Les activités liées aux concentrations les plus élevées comprenaient le déversement d’ordures le long des berges, l’insuffisance des infrastructures d’assainissement, la production pharmaceutique et le déversement de fosses septiques dans les rivières. Par ailleurs, les médicaments les plus fréquemment identifiés, la carbamazépine, un antiépileptique, la metformine, un antidiabétique, et la caféine, ont été détectés dans plus de la moitié des sites sélectionnés, selon l’étude. Les auteurs ont en effet constaté que les niveaux d’au moins un produit pharmaceutique dépassent les concentrations considérées comme sûres pour les organismes aquatiques dans 25,7 % des lieux d’échantillonnage.
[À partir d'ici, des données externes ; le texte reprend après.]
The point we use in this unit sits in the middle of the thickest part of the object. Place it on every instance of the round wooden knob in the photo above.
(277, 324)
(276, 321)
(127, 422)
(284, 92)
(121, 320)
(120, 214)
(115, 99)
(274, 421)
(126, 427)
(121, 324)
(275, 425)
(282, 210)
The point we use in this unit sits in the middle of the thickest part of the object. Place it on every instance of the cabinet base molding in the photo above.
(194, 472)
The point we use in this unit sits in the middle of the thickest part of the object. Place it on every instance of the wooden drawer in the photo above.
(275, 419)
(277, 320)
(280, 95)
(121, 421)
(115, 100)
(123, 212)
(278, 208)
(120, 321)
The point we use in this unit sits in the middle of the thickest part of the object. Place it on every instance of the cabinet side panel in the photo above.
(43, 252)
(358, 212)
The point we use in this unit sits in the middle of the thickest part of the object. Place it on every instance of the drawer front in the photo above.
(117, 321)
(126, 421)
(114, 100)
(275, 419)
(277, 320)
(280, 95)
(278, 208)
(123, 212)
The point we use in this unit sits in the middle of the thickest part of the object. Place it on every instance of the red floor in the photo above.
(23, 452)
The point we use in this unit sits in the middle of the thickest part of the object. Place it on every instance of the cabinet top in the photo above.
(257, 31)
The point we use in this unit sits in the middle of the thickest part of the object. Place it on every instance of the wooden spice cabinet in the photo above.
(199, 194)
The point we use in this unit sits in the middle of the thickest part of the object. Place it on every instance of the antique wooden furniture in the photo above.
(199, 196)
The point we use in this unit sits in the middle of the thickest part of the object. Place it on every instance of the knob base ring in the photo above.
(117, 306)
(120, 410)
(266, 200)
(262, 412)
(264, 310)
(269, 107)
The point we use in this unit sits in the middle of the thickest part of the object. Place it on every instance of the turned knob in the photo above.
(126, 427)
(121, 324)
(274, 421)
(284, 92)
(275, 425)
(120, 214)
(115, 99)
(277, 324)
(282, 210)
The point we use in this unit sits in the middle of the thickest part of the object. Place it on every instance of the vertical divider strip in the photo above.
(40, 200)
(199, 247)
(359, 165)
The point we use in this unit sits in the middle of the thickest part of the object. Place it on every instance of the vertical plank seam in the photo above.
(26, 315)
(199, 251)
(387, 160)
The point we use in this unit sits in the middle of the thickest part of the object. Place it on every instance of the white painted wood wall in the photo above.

Parmi ces produits pharmaceutiques figurent le propranolol, un bêta-bloquant, la loratadine, un antihistaminique, et le sulfaméthoxazole et la ciprofloxacine, des médicaments antimicrobiens. Selon les chercheurs, les autres produits pharmaceutiques présentant des concentrations élevées dans les cours d’eau de par le monde sont le paracétamol, l’antihistaminique fexofénadine, l’anti-convulsivant gabapentin et le médicament antimicrobien métronidazole. En raison de la généralisation de ces concentrations pharmaceutiques potentiellement toxiques dans les cours d’eau du monde entier, les auteurs ont conclu que « la pollution pharmaceutique constitue une menace mondiale pour la santé humaine« .
(Avec MAP)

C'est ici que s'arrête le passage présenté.